Purgatorio – Canto XIX

Purgatorio – Canto XIX / Diciannovesimo Canto / Canto 19°

Temi e canti: 1-33 Sogno di Dante: la femmina balba • 34-51 L’angelo della sollecitudine • 52-69 Spiegazione del sogno • 70-87 Gli avari • 88-145 Adriano V

Purgatorio

CANTO XIX

Ne l’ora che non può ‘l calor diurno

intepidar più ‘l freddo de la luna,

vinto da terra, e talor da Saturno   [3]

– quando i geomanti lor Maggior Fortuna

veggiono in orïente, innanzi a l’alba,

surger per via che poco le sta bruna –,   [6]

mi venne in sogno una femmina balba,

ne li occhi guercia, e sovra i piè distorta,

con le man monche, e di colore scialba.   [9]

Io la mirava; e come ‘l sol conforta

le fredde membra che la notte aggrava,

così lo sguardo mio le facea scorta   [12]
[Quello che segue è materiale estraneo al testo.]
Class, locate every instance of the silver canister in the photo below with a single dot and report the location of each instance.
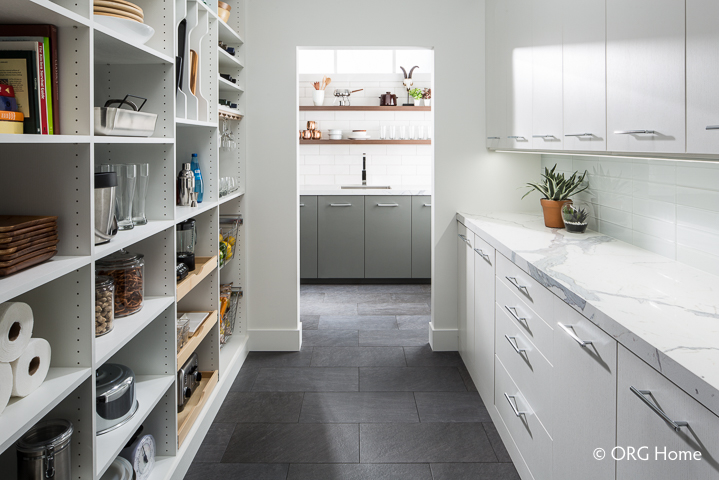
(43, 453)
la lingua, e poscia tutta la drizzava

in poco d’ora, e lo smarrito volto,

com’ amor vuol, così le colorava.   [15]

Poi ch’ell’ avea ‘l parlar così disciolto,

cominciava a cantar sì, che con pena

da lei avrei mio intento rivolto.   [18]

«Io son», cantava, «io son dolce serena,

che’ marinari in mezzo mar dismago;

tanto son di piacere a sentir piena!   [21]

Io volsi Ulisse del suo cammin vago

al canto mio; e qual meco s’ausa,

rado sen parte; sì tutto l’appago!».   [24]
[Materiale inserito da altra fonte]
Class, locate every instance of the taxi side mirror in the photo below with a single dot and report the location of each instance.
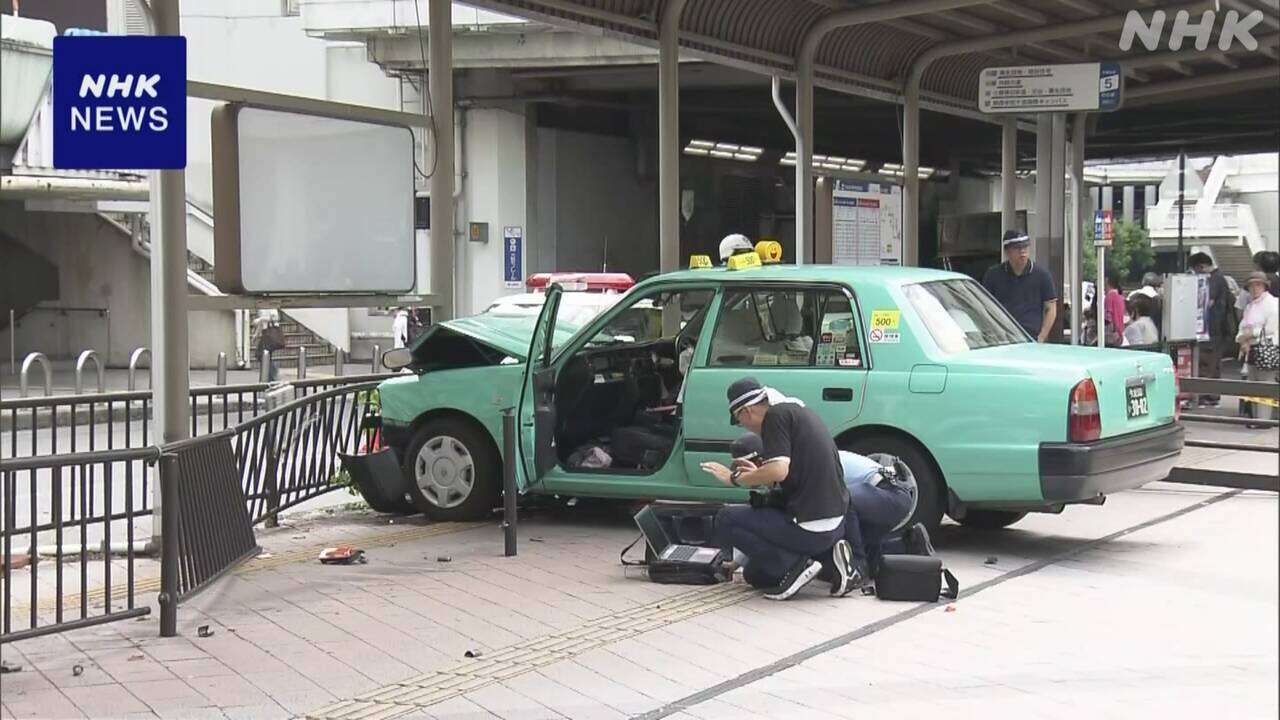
(397, 359)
Ancor non era sua bocca richiusa,

quand’ una donna apparve santa e presta

lunghesso me per far colei confusa.   [27]

«O Virgilio, Virgilio, chi è questa?»,

fieramente dicea; ed el venìa

con li occhi fitti pur in quella onesta.   [30]

L’altra prendea, e dinanzi l’apria

fendendo i drappi, e mostravami ‘l ventre;

quel mi svegliò col puzzo che n’uscia.   [33]

Io mossi li occhi, e ‘l buon maestro: «Almen tre

voci t’ho messe!», dicea, «Surgi e vieni;

troviam l’aperta per la qual tu entre».   [36]

Sù mi levai, e tutti eran già pieni

de l’alto dì i giron del sacro monte,

e andavam col sol novo a le reni.   [39]

Seguendo lui, portava la mia fronte

come colui che l’ha di pensier carca,

che fa di sé un mezzo arco di ponte;   [41]

quand’ io udi’ «Venite; qui si varca»

parlare in modo soave e benigno,

qual non si sente in questa mortal marca.   [44]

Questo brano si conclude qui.